Source > Российское социалистическое движение
Russian socialists have been actively participating in protests against Putin’s war as well as debates with the Western left, urging them to take a firmer stand against aggression and dictatorship.
Ahead of the 24th of February, the RSM prepared a statement polemicizing with supporters of compromise with the Kremlin “for the sake of peace.” “We say: War on War!” discusses the nature of the current war and Putin’s “anti-imperialism,” and it has been translated into several languages and published by many left-wing media outlets in the EU, the UK, and the US.

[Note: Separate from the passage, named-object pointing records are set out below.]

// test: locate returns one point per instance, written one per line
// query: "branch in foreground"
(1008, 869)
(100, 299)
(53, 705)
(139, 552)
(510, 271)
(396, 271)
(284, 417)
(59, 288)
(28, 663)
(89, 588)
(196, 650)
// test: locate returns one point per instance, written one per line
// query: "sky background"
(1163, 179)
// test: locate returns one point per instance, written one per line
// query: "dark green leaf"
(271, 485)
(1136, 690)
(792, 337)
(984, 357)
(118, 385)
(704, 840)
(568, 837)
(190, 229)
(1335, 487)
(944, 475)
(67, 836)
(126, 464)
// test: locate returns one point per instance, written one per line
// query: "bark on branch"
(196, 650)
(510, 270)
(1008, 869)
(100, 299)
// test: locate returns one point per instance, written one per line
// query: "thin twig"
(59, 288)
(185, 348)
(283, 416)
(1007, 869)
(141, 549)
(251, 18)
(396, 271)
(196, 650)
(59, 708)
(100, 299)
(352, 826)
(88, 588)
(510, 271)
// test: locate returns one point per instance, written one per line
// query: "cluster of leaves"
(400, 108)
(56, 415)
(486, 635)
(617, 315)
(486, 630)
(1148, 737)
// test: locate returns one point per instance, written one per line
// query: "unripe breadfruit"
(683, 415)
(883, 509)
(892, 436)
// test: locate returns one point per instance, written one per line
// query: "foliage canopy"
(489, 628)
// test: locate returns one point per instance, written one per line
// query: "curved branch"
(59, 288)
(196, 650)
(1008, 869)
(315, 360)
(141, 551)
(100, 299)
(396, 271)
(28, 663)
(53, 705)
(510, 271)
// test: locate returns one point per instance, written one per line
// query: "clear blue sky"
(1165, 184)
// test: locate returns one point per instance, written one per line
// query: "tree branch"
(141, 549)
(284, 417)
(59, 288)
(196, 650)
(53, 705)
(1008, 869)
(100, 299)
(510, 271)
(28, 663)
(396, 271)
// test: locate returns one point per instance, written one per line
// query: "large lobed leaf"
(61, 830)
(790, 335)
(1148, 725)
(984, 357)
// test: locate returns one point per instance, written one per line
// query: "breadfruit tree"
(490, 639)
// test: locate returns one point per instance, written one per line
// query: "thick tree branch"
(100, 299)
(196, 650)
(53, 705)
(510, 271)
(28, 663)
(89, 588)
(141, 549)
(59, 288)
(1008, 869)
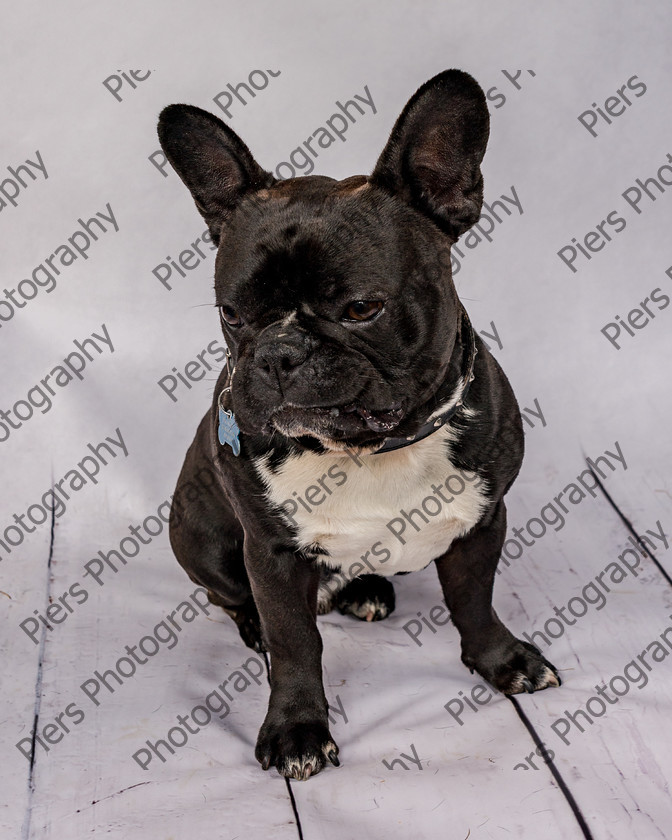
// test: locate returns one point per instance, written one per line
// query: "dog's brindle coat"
(338, 304)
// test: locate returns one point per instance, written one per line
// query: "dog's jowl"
(360, 427)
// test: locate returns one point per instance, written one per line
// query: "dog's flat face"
(336, 297)
(340, 321)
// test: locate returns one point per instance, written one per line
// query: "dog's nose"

RSM activists participated in many protest actions dedicated to the anniversary of the war both in Russia and abroad.
In Almaty, the Kazakh authorities did not allow an anti-war rally, but the RSM and the Kazakh Left (Kazleft) called on opponents of the invasion to lay flowers and light candles at the monument to Ukrainian poet Taras Shevchenko and the stele to the heroic city of Kyiv at the 28 Panfilov Guardsmen Park. Dozens of Almaty residents and Russian emigres took part in the action, and Russian and Kazakh socialists donated sleeping bags to the Parcel Foundation for Ukrainian refugees.
In Vienna, more than a hundred Russians came out to protest the war. The rally was organized by the initiative Russians Against War and was led by an RSM comrade. In his speech, he emphasized the need to stay in touch with opponents, doubters, and even supporters of the war. He stressed that anti-war views should be based on a sense of responsibility and empathy, not self-righteousness or a desire to stand out.
In Hamburg, a Saturday rally of Russians organized by the initiative Anti-War Hamburg gathered about a hundred participants. Notably, it drew not only recent immigrants from Russia but also “Russian Germans” (often accused of conservatism) who have been living in Germany for decades and German leftists from the International Socialist Organization.
One of the rally’s organizers, an RSM activist, stated that Russian protests hold crucial political significance because they undermine the idea that “Russia is Putin” and no progressive political changes are possible there, a view shared by many Western politicians and business people alike. As the West grows tired of the war, such “realists” will increasingly tend to compromise with the Kremlin and betray Ukraine. The participants of the action chanted “We are not slaves!,” “Russia is not Putin!,” and “Stop Putin’s War!”